How to Start a Restaurant
Ever dreamed of opening a restaurant, but unsure of where to start? Opening and managing a restaurant can be a daunting task! But with a clear cut menu, theme, marketing, and management plan, you can turn that vision into a reality. Our eight-step guide provides tips and resources to help you open and operate a new restaurant. It includes handy hints compiled from industry professionals here in Kenya and East Africa at large.
1. Build Your Menu
First and foremost, map out your menu! The menu is the most crucial part of your restaurant concept. Your restaurant cuisine will determine the equipment you buy, the crowd you are targeting, the staff you hire, and many other aspects of restaurant management. By creating your menu, you’ll help establish these keystones for your business:
- The demographic you are interested in serving
- The capability of cooks and staff
- Equipment capacity and layout
- Availability of menu ingredients
- Pricing strategy
2. Choose a Theme and Own It
Now that you’ve established your entrees, it’s time to choose a restaurant theme and own it! Visualize the type of space you’d like to create before you choose a colour scheme, logo, and other marketing materials.
Use lighting, colour, and furnishing to set your stage. For an intimate dining experience, use dark colours to make a space seem smaller and choose comfortable seating to be more inviting. For a quick service atmosphere, use bold colours, bright lights, and hard seats to ensure that diners move on after 20 minutes. And don’t forget the staff uniform! Whether you own a tropical-themed restaurant or operate a 5-star establishment, your staff should emphasize that theme.

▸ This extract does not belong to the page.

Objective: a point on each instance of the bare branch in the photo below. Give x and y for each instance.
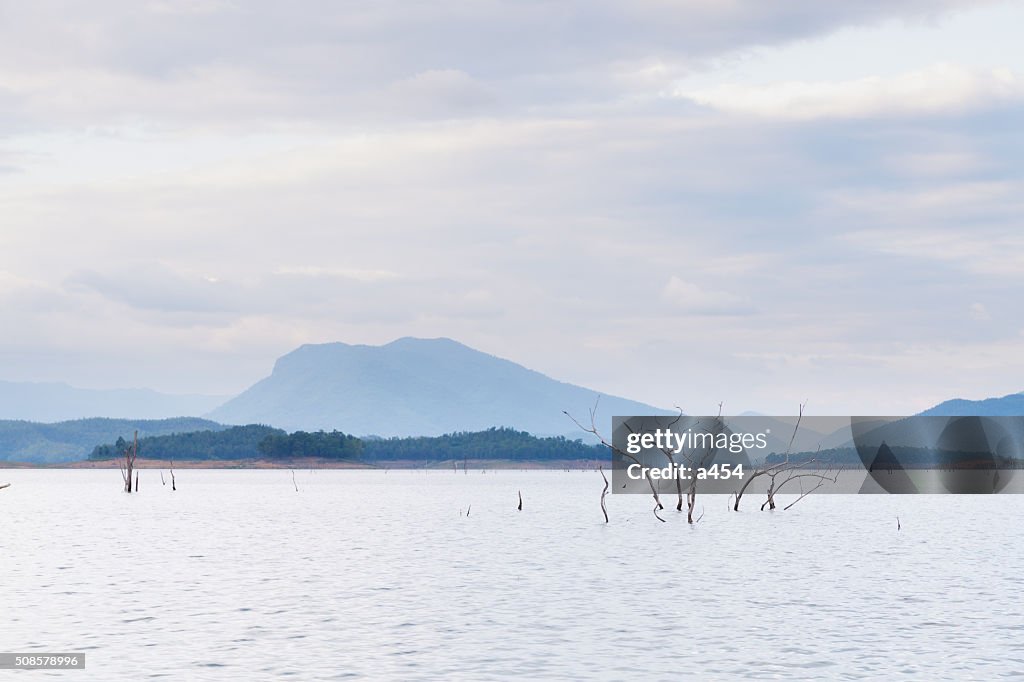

For branding appeal, it is essential to create a restaurant logo. This will serve as your restaurant emblem and appear on your menu cover, marketing and press material, storefront and outdoor décor like umbrellas, take out containers, and customizable items such as glassware. Further, promote your logo with more customizable restaurant supplies. Remember that colour is a mark of recognition, so choose your logo hues wisely.
3. Establish Equipment Layout
You’ve established your meals and restaurant theme. Now it’s time to think about equipment installation, and how it can meet the goals set forth in your menu and theme. Your goal is to create a systematic flow from the front of the house to back, from the receiving hostess all the way back to the kitchen. When it comes to installation, think about the frequency in which you’ll use equipment in order to avoid overuse. For instance, do you plan to feature many broiled items? Too many broiled products will slow down service if the boiler can’t handle them. Considering planning appetizers that don’t require stovetops and grills to avoid conflicts with the main entrée prep.
- Be aware of restaurant layout problems that can delay installation. Common culprits include:
- Utility specifications for electric and gas equipment
- Water connection, water pressure, and drain requirements
- Hood depth requirements
- Mounting surfaces
- Building permits
5. Find a Reliable Supplier
You’ve envisioned your restaurant layout – now it’s time to find the supplies. A constant, reliable source of supply at a reasonable price must be established and maintained to ensure restaurant success. Some wholesale suppliers offer high-quality equipment and reliable customer service for your restaurant supply needs. There are two elements of supply you want to think about:
Consider choosing multi-faceted ingredients, and buying in bulk at wholesale prices to save money. Consider a seasonal, or even daily, menu to avoid drastic price increases for out of season items.
We suggest choosing a reputable wholesale supplier and doing your research before choosing. While it’s tempting to buy used equipment to save money, new machines that come with a clear warranty are your safest bet in the event of equipment malfunctions. Lastly, choose a supplier with reliable local customer service.
6. Hire the Right Staff
Consider all roles that need to be filled at your restaurant before hiring staff. This includes human resources management and supervisors; food and beverage purchasing; receiving and storing products; food preparation; foodservice; food cleaning and dishwashing; marketing and sales; public relations; accounting and auditing; and bar services.
Investing time and training into the right staff can spare you the headache of constant rehires. It is important to outline crucial issues to think about prior to hiring, including a realistic checklist of anticipated costs and overheads (salaries, insurance, recruitment costs, and more).
7. Be Mindful of the Competition
Whether it be the depressed economy, offbeat location, or the brand new burger joint across the street, you’ll always be up against some obstacle prior to (and during) your restaurant’s operation. This will call on you to get creative! If you can’t compete with a neighbouring restaurant’s low prices, play a different angle: Family-owned. Ingredients are freshly are grown. An exclusive, one of a kind dish. Live music.